Joseph McManus, from Orchard Hill, Crumlin, who had been on compassionate bail for his brother's funeral, was also told, that when the authorities decide it is safe to free him, he will serve an extended five-year period on supervised licensed parole.
Defence lawyer Neil Fox said an apologetic 28-year-old McManus, who believes his brother's killers were trying to get at him, "simply could not deal with his grief" and "lost control" when his dangerous driving injured the policeman, on 6 April last year.
Mr Fox said that McManus had panicked because he was unlawfully at large, but now wished to apologise to the injured officer and also to the court, because he felt "particularly bad" as he had been on compassionate bail at the time.
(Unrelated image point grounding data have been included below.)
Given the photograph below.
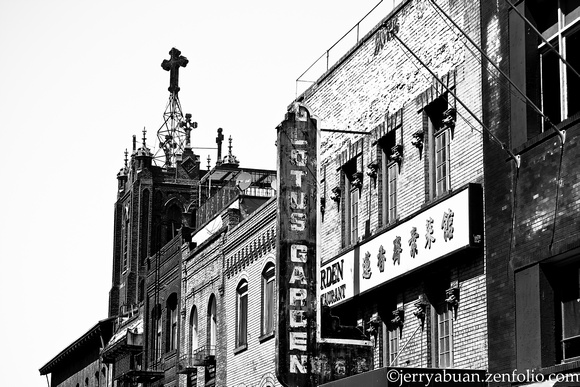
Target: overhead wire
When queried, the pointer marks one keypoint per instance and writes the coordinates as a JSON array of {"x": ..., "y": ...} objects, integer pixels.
[
  {"x": 489, "y": 132},
  {"x": 492, "y": 136},
  {"x": 523, "y": 98},
  {"x": 528, "y": 101}
]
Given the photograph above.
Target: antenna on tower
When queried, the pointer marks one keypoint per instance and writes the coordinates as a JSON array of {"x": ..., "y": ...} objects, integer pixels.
[{"x": 173, "y": 135}]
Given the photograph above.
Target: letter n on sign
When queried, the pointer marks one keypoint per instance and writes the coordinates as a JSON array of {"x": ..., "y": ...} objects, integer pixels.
[{"x": 296, "y": 248}]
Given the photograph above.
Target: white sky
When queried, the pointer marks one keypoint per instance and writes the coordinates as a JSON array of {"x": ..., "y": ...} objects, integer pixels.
[{"x": 77, "y": 80}]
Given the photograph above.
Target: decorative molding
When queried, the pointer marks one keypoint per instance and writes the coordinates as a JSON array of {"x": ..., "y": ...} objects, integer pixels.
[
  {"x": 373, "y": 169},
  {"x": 452, "y": 298},
  {"x": 417, "y": 139},
  {"x": 357, "y": 180},
  {"x": 449, "y": 118},
  {"x": 420, "y": 308},
  {"x": 396, "y": 154},
  {"x": 398, "y": 318},
  {"x": 374, "y": 324},
  {"x": 335, "y": 196}
]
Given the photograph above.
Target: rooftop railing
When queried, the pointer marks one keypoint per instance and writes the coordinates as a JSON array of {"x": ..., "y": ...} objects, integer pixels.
[{"x": 342, "y": 46}]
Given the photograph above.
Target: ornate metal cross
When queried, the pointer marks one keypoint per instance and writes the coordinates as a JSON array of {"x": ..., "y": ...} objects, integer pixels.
[{"x": 172, "y": 65}]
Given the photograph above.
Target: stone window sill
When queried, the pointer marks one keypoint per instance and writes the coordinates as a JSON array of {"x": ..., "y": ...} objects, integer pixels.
[
  {"x": 240, "y": 349},
  {"x": 266, "y": 336}
]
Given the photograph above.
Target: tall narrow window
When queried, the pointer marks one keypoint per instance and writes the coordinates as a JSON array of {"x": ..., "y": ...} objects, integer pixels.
[
  {"x": 125, "y": 236},
  {"x": 389, "y": 174},
  {"x": 212, "y": 326},
  {"x": 444, "y": 335},
  {"x": 353, "y": 214},
  {"x": 438, "y": 160},
  {"x": 171, "y": 340},
  {"x": 352, "y": 183},
  {"x": 173, "y": 222},
  {"x": 442, "y": 162},
  {"x": 392, "y": 344},
  {"x": 268, "y": 299},
  {"x": 557, "y": 21},
  {"x": 242, "y": 314},
  {"x": 156, "y": 333},
  {"x": 569, "y": 296},
  {"x": 193, "y": 333}
]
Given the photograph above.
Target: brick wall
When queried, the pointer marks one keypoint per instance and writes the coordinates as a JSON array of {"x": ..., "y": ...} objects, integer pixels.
[
  {"x": 499, "y": 175},
  {"x": 249, "y": 248},
  {"x": 364, "y": 89},
  {"x": 203, "y": 280},
  {"x": 362, "y": 92}
]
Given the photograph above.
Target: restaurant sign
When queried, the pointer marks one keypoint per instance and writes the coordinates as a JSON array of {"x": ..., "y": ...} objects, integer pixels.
[
  {"x": 296, "y": 248},
  {"x": 450, "y": 225}
]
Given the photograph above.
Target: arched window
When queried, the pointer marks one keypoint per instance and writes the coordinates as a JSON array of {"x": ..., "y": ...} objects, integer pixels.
[
  {"x": 171, "y": 339},
  {"x": 141, "y": 294},
  {"x": 212, "y": 325},
  {"x": 156, "y": 332},
  {"x": 173, "y": 221},
  {"x": 268, "y": 275},
  {"x": 242, "y": 314},
  {"x": 193, "y": 332}
]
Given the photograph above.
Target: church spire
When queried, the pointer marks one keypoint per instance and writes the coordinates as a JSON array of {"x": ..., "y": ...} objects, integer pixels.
[{"x": 230, "y": 159}]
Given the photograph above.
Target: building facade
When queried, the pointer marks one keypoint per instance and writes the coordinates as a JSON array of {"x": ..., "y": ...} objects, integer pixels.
[
  {"x": 401, "y": 238},
  {"x": 531, "y": 216},
  {"x": 218, "y": 332}
]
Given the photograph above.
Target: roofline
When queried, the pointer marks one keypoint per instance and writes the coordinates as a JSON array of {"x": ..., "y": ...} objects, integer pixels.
[{"x": 45, "y": 369}]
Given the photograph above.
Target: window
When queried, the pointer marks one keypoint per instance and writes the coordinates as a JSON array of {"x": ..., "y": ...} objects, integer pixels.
[
  {"x": 156, "y": 330},
  {"x": 352, "y": 183},
  {"x": 389, "y": 173},
  {"x": 268, "y": 299},
  {"x": 442, "y": 162},
  {"x": 569, "y": 298},
  {"x": 242, "y": 314},
  {"x": 212, "y": 325},
  {"x": 173, "y": 222},
  {"x": 556, "y": 20},
  {"x": 171, "y": 340},
  {"x": 392, "y": 345},
  {"x": 438, "y": 139},
  {"x": 193, "y": 332},
  {"x": 444, "y": 336},
  {"x": 125, "y": 236}
]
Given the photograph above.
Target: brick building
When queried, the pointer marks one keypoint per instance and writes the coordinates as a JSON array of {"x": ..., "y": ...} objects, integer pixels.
[
  {"x": 249, "y": 297},
  {"x": 401, "y": 186},
  {"x": 229, "y": 221},
  {"x": 531, "y": 210},
  {"x": 80, "y": 363}
]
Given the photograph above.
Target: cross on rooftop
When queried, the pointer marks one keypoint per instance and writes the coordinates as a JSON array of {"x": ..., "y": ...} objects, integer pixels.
[{"x": 172, "y": 65}]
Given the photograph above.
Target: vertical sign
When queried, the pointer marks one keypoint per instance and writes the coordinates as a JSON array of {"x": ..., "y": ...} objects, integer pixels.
[{"x": 296, "y": 248}]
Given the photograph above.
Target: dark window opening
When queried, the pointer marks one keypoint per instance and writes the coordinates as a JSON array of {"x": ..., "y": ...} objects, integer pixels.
[
  {"x": 242, "y": 314},
  {"x": 438, "y": 143},
  {"x": 569, "y": 296},
  {"x": 268, "y": 299},
  {"x": 389, "y": 173},
  {"x": 352, "y": 183},
  {"x": 171, "y": 339}
]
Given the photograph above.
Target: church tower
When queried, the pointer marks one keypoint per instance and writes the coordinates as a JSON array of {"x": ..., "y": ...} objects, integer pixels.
[{"x": 156, "y": 196}]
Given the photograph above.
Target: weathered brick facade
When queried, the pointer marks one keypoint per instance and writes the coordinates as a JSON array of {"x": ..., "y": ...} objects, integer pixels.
[
  {"x": 531, "y": 210},
  {"x": 247, "y": 251},
  {"x": 377, "y": 88}
]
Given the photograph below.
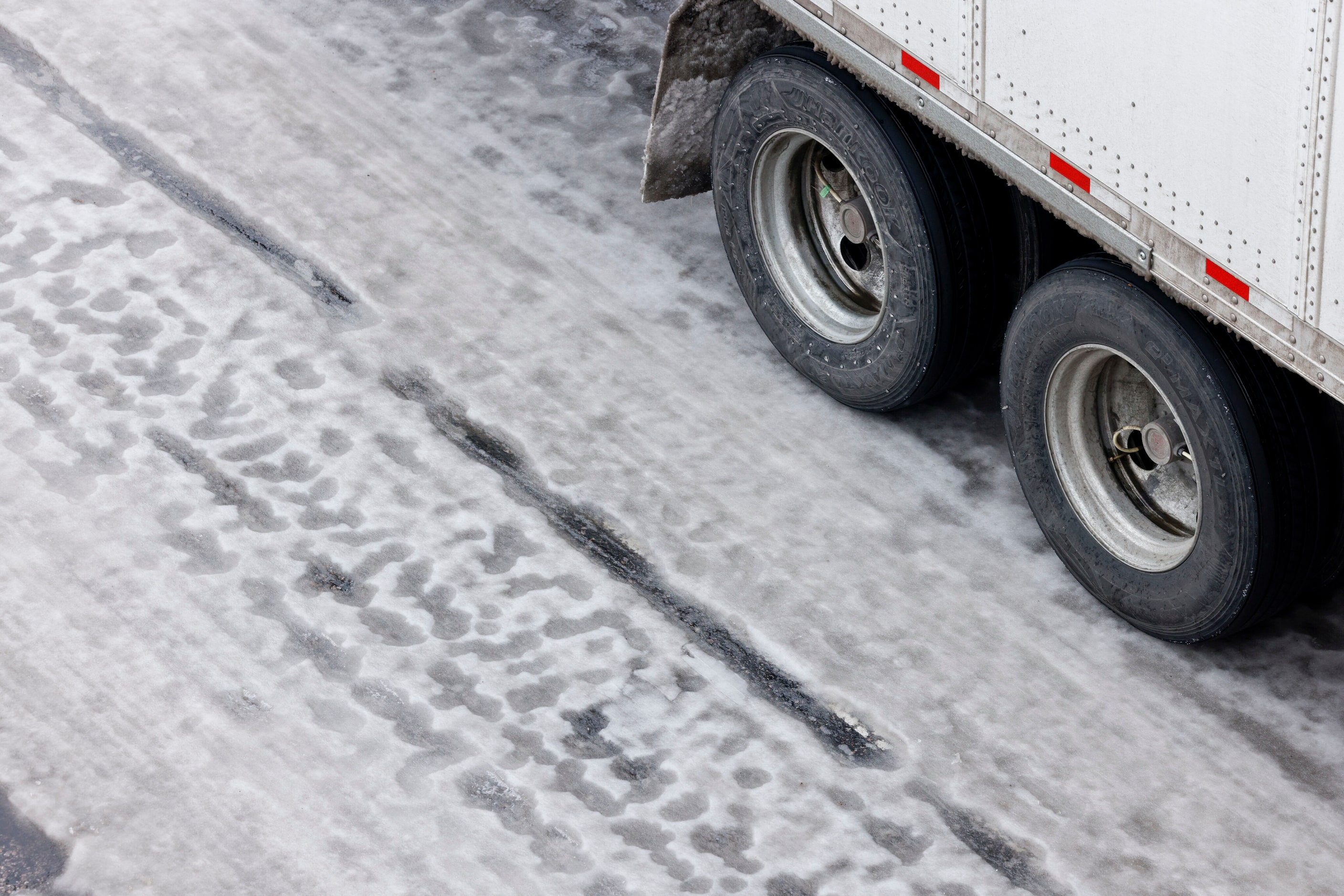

"It was an act of desperation...really a cry for help," he added.
His 26-year-old brother Kieran was gunned down outside Domino's pizza takeaway shop at Kennedy Way, Andersonstown, on Easter Saturday night 2013 by a lone masked gunman as he was about to head out on a delivery run.
On Monday Belfast Recorder Judge David McFarland told the victim's older brother that with 176 previous convictions, mostly road traffic, but also involving assaults, kidnapping, robbery, possession of an offensive weapon and making threats to kill, he had an appalling record, which was a further aggravating factor.
The Crown Court judge added that McManus presented a significant risk of re-offending in the future, and in the circumstances he regarded him as posing a serious risk to the public.
In all, McManus pleaded guilty to two separate sets of offending, beginning in October 2011 when involved in series of robberies of several students as they walked home from a night out, and then in the driving offences while out on compassionate bail for his brother's funeral last April.
Judge McFarland said with regard to the robbery charges he had played a secondary role as a driver, but he was part of a joint enterprise and as such must accept responsibility for the actions of others who used violence, and offered violence, to the group of students robbed on the Malone Road.
The judge added, however, that for his involvement in attempting to escape apprehension while on bail, he would have to take primary responsibility for, which was also an aggravating matter.
Earlier, prosecution lawyer David McAughey told the court that police had been alerted to the hijacking of a car which was later found burnt out in the Hannaghstown Hill area.
As police arrived on the scene, "those responsible" made off in a silver Renault Megan, which was later spotted in the nearby car park of the Suffolk Inn on the Suffolk Road.
Mr McAughey said as an officer attempted to snatch the keys from the ignition, McManus drove off, with the officer still clutching on to the door of the car.
At one point McManus drove at a police Land Rover and the officer received several "crushing injuries", fracturing a number of his ribs.
He added that the officer escaped further injury when another policeman got in the passenger door, and spun the steering wheel round, before managing to drag McManus out of the car.